Nobel laureate John Jumper is leaving DeepMind for Anthropic. He is not the only big name departing Google's AI research arm. The timing is striking: Jumper won the Nobel in 2024 for AlphaFold, the protein-folding model that represented the clearest demonstration of AI's capacity to accelerate scientific progress. Now he is leaving the institution that built it. This is how intellectual capital actually moves, not in press releases but in departures.
The Institutional Half-Life of Breakthrough Work
Nature published a study this week on a long-lived butterfly species and its secrets to graceful aging, finding that certain genomic mechanisms allow the organism to sustain vitality longer than related species. The metaphor is almost too convenient: Jumper built something remarkable at DeepMind, and now the question is whether the institution can sustain that metabolic rate, or whether it is, genomically speaking, a shorter-lived butterfly.
The Atlantic's AI Anxiety and the Cost of Speed
The Atlantic this week published a piece titled 'I'd Rather Risk Cancer Than See AI Move This Fast', which is the clearest public articulation of a position that has been circulating in policy and academic circles: that the speed of AI development is itself a form of risk, distinct from any specific harm.
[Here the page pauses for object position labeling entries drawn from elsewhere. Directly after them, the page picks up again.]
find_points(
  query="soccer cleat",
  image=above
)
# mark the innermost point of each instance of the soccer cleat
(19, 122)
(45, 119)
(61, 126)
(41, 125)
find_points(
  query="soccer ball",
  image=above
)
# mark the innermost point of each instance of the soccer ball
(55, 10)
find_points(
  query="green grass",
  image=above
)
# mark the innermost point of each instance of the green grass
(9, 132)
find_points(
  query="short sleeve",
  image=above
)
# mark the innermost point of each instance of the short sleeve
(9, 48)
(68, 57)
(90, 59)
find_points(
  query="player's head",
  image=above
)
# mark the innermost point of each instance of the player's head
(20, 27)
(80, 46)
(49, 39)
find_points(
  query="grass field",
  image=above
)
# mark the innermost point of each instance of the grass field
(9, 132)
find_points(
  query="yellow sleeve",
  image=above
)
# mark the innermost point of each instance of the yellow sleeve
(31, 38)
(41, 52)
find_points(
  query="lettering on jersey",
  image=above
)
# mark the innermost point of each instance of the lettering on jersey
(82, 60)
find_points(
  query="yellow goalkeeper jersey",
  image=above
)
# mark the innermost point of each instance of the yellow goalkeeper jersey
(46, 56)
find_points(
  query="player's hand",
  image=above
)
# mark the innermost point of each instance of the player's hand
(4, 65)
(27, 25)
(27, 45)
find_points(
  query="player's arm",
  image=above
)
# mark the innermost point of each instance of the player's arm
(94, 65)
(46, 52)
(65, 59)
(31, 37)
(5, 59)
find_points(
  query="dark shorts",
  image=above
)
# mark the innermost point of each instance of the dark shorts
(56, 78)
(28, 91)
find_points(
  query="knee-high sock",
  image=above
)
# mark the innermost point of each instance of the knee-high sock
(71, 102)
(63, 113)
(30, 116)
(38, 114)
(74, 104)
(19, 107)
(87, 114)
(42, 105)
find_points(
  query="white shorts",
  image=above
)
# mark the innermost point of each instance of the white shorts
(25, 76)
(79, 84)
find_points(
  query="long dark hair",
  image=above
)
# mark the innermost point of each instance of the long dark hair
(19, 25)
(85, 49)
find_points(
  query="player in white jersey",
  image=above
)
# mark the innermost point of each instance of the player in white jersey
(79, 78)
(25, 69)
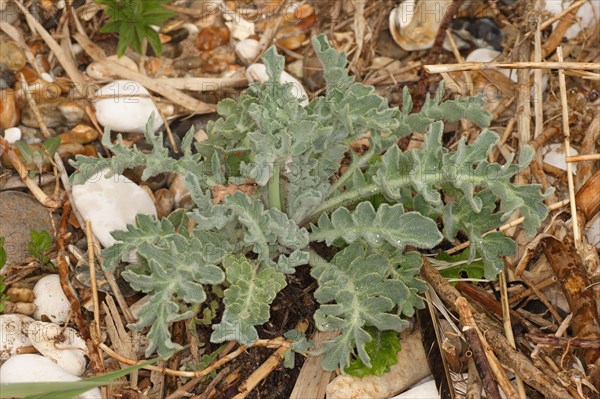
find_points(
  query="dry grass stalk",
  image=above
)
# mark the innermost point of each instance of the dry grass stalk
(546, 383)
(469, 329)
(94, 282)
(508, 328)
(24, 175)
(567, 135)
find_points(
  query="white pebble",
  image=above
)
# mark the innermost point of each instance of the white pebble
(63, 346)
(50, 300)
(587, 15)
(12, 134)
(111, 204)
(36, 368)
(258, 73)
(126, 107)
(47, 77)
(554, 154)
(425, 389)
(593, 233)
(13, 334)
(247, 49)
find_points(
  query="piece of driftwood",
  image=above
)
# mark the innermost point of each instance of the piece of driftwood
(544, 383)
(482, 362)
(313, 380)
(571, 273)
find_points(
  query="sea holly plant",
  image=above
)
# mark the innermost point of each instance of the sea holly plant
(369, 222)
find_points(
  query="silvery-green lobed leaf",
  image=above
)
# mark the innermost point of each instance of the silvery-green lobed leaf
(265, 229)
(388, 224)
(246, 300)
(177, 269)
(351, 297)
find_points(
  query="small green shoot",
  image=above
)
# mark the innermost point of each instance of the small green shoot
(38, 157)
(133, 20)
(458, 266)
(3, 296)
(381, 349)
(40, 244)
(2, 253)
(47, 390)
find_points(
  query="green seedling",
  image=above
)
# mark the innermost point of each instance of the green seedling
(38, 157)
(360, 232)
(40, 244)
(133, 21)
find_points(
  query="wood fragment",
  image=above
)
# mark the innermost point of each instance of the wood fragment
(268, 343)
(260, 373)
(313, 380)
(481, 361)
(518, 362)
(588, 200)
(507, 326)
(551, 340)
(473, 383)
(484, 66)
(21, 169)
(568, 267)
(63, 273)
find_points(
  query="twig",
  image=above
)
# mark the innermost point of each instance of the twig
(260, 373)
(268, 343)
(473, 383)
(561, 14)
(507, 326)
(469, 330)
(58, 163)
(529, 291)
(434, 52)
(484, 66)
(211, 386)
(519, 363)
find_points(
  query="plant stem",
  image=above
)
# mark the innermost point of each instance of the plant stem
(314, 258)
(274, 190)
(360, 193)
(356, 165)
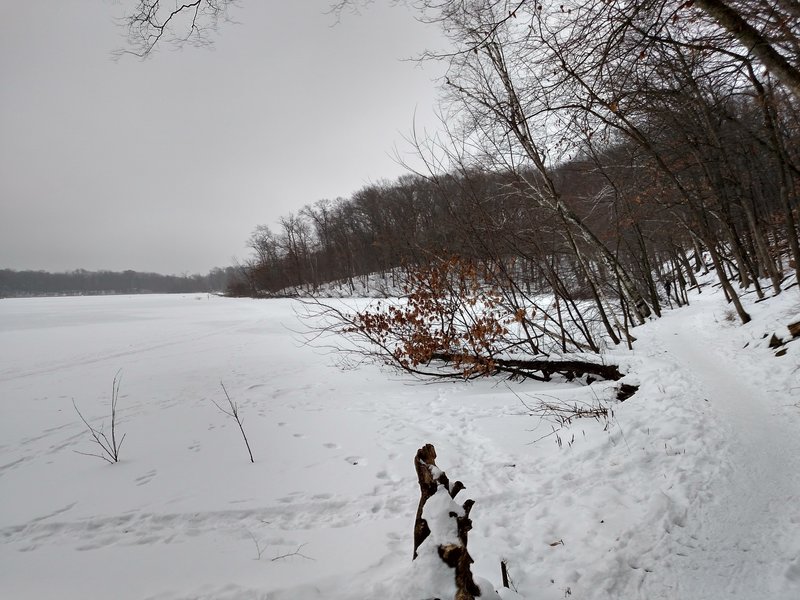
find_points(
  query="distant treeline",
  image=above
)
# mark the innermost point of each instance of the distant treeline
(80, 282)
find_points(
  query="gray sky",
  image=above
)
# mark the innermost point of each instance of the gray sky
(168, 165)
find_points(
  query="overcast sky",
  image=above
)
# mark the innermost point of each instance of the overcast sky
(168, 164)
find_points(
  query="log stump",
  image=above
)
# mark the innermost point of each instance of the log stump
(451, 529)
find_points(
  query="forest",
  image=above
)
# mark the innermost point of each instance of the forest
(596, 154)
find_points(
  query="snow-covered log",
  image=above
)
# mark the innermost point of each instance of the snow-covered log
(442, 524)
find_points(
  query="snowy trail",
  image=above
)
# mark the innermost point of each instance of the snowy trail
(745, 541)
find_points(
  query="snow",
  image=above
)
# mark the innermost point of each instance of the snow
(690, 490)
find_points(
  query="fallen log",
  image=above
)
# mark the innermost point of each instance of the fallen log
(450, 522)
(570, 369)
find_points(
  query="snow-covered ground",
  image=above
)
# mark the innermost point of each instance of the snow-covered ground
(691, 490)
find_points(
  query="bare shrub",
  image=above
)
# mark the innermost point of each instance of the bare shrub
(109, 448)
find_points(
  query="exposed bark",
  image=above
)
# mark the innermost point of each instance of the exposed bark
(528, 368)
(456, 556)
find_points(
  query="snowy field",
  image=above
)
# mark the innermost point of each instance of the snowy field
(691, 490)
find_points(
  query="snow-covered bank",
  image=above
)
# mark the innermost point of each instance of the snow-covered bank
(691, 490)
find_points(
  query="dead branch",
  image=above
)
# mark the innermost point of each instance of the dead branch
(233, 413)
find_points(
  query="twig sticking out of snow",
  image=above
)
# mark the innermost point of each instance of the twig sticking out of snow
(233, 413)
(109, 447)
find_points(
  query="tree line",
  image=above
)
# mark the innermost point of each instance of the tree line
(592, 146)
(81, 282)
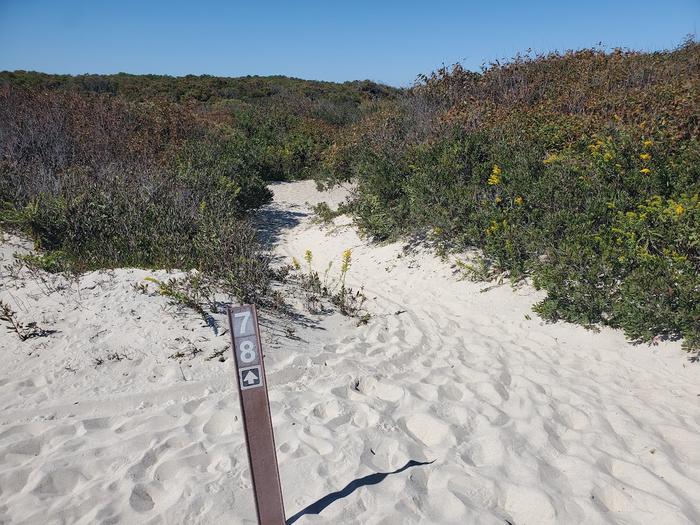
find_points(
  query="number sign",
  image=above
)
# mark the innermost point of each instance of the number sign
(257, 423)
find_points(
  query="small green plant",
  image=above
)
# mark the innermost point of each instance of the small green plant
(348, 301)
(23, 331)
(183, 291)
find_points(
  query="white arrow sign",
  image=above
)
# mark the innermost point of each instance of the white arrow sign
(250, 378)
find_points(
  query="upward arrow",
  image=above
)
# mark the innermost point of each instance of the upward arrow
(250, 380)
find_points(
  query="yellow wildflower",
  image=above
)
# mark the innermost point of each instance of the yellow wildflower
(495, 178)
(347, 259)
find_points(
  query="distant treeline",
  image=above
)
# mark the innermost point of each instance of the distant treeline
(580, 170)
(155, 171)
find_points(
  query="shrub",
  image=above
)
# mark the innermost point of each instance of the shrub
(567, 168)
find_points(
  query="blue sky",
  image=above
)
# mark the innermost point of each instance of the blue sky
(387, 41)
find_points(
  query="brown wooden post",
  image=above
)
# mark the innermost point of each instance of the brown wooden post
(255, 405)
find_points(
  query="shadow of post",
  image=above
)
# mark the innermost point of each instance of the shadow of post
(372, 479)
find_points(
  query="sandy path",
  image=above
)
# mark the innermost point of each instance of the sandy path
(525, 422)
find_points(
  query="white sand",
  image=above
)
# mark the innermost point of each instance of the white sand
(527, 422)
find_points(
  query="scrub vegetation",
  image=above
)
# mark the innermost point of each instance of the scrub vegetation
(580, 170)
(577, 170)
(161, 172)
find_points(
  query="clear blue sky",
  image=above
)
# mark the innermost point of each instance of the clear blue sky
(387, 41)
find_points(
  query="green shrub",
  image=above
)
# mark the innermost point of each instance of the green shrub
(566, 168)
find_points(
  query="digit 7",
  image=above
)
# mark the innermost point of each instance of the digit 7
(246, 317)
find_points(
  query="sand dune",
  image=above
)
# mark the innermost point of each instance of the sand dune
(509, 419)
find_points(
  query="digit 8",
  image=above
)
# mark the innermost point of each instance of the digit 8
(247, 352)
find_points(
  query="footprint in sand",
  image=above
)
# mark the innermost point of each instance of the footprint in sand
(426, 429)
(140, 500)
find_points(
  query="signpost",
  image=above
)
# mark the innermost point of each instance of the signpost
(252, 386)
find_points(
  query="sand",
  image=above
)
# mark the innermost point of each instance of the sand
(126, 410)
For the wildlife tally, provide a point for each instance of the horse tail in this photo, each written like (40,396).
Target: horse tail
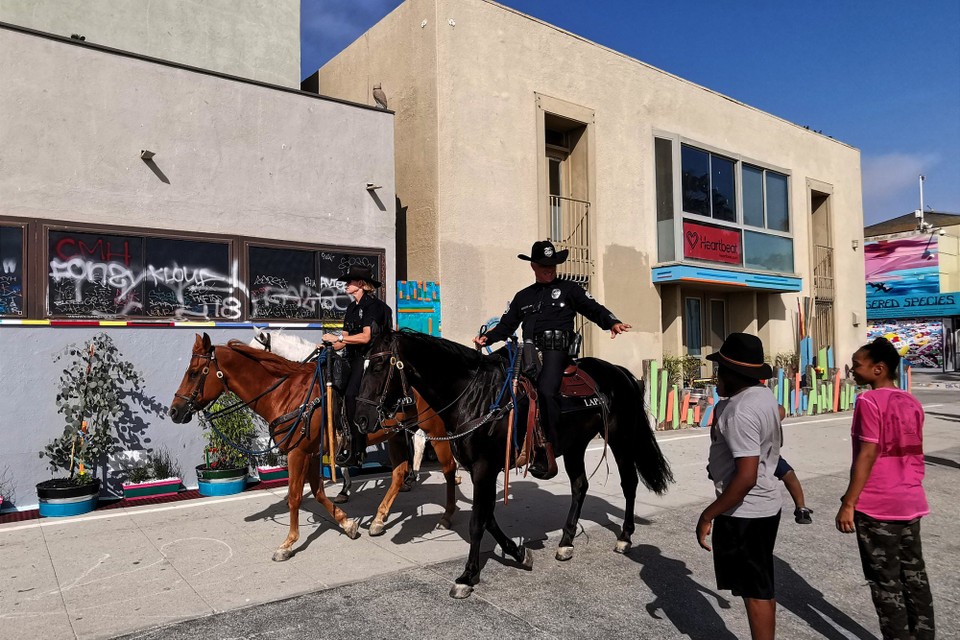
(653,468)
Jumper's move complicates this. He is the person who demonstrated AI's most compelling humanitarian application, protein structure prediction. His move to Anthropic, whose stated mission is AI safety, suggests that the most credible people in the field are not choosing between speed and safety. They are trying to do both simultaneously, which is either reassuring or the most frightening possible outcome, depending on your priors. Fred Turner's point, in conversation with Jasmine Sun at Culture Slop, that AGI rhetoric recycles 1990s network-society optimism, finds a sharp contemporary test case here.